Interpolation predicts values for cells in a raster from a limited number of sample data points. It can be used to predict unknown values for any geographic point data, such as elevation, rainfall, chemical concentrations, noise levels, and so on.
The available interpolation methods are listed below.
IDW
The IDW (Inverse Distance Weighted) tool uses a method of interpolation that estimates cell values by averaging the values of sample data points in the neighborhood of each processing cell. The closer a point is to the center of the cell being estimated, the more influence, or weight, it has in the averaging process.
Kriging
Kriging is an advanced geostatistical procedure that generates an estimated surface from a scattered set of points with z-values. More so than other interpolation methods, a thorough investigation of the spatial behavior of the phenomenon represented by the z-values should be done before you select the best estimation method for generating the output surface.
Natural neighbour
Natural Neighbor interpolation finds the closest subset of input samples to a query point and applies weights to them based on proportionate areas to interpolate a value (Sibson, 1981).

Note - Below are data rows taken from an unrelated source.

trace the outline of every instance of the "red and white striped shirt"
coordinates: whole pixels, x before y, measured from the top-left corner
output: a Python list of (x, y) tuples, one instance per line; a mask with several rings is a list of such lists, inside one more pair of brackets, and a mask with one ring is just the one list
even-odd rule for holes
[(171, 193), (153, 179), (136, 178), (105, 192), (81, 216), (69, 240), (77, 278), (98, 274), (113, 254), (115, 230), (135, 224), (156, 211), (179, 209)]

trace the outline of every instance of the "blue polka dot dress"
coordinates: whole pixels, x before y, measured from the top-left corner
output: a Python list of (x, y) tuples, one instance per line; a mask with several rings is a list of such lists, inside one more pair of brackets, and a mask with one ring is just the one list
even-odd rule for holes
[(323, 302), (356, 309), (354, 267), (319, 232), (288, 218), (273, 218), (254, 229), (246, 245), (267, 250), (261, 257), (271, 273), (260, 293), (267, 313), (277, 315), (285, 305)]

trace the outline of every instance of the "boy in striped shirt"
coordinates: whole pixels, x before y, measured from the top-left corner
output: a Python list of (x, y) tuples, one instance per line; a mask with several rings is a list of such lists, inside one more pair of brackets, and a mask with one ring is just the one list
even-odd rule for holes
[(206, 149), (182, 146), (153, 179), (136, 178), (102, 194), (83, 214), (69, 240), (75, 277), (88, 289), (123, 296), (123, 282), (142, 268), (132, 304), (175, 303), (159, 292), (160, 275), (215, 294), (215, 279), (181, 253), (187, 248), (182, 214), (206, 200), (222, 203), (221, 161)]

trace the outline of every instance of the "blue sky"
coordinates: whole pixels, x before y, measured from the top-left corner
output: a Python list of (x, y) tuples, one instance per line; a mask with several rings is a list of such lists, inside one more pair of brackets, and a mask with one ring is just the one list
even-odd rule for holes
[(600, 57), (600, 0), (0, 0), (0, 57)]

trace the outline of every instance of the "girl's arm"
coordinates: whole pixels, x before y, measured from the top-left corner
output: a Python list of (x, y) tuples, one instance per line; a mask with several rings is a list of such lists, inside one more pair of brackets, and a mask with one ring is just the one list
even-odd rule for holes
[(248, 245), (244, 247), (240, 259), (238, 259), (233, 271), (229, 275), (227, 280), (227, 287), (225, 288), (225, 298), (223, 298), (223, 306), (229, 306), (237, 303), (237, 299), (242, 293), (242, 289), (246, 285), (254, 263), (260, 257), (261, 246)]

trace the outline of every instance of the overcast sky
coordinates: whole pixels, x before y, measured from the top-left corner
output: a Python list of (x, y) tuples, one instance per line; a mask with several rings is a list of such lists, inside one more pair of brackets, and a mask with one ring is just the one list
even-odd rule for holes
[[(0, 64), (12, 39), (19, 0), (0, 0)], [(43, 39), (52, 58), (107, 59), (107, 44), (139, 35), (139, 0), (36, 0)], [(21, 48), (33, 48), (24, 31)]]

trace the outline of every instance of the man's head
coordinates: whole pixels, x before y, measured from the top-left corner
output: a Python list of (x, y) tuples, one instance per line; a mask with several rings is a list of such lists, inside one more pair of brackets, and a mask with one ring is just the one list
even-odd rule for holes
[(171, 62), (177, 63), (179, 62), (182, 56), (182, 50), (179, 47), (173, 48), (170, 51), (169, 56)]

It is also known as Sibson or "area-stealing" interpolation.
Spline
The Spline tool uses an interpolation method that estimates values using a mathematical function that minimizes overall surface curvature, resulting in a smooth surface that passes exactly through the input points.
Spline with Barriers
The Spline with Barriers tool uses a method similar to the technique used in the Spline tool, with the major difference being that this tool honors discontinuities encoded in both the input barriers and the input point data.
Topo to Raster
The Topo to Raster and Topo to Raster by File tools use an interpolation technique specifically designed to create a surface that more closely represents a natural drainage surface and better preserves both ridgelines and stream networks from input contour data.
The algorithm used is based on that of ANUDEM, developed by Hutchinson et al at the Australian National University.
Trend
Trend is a global polynomial interpolation that fits a smooth surface defined by a mathematical function (a polynomial) to the input sample points. The trend surface changes gradually and captures coarse-scale patterns in the data.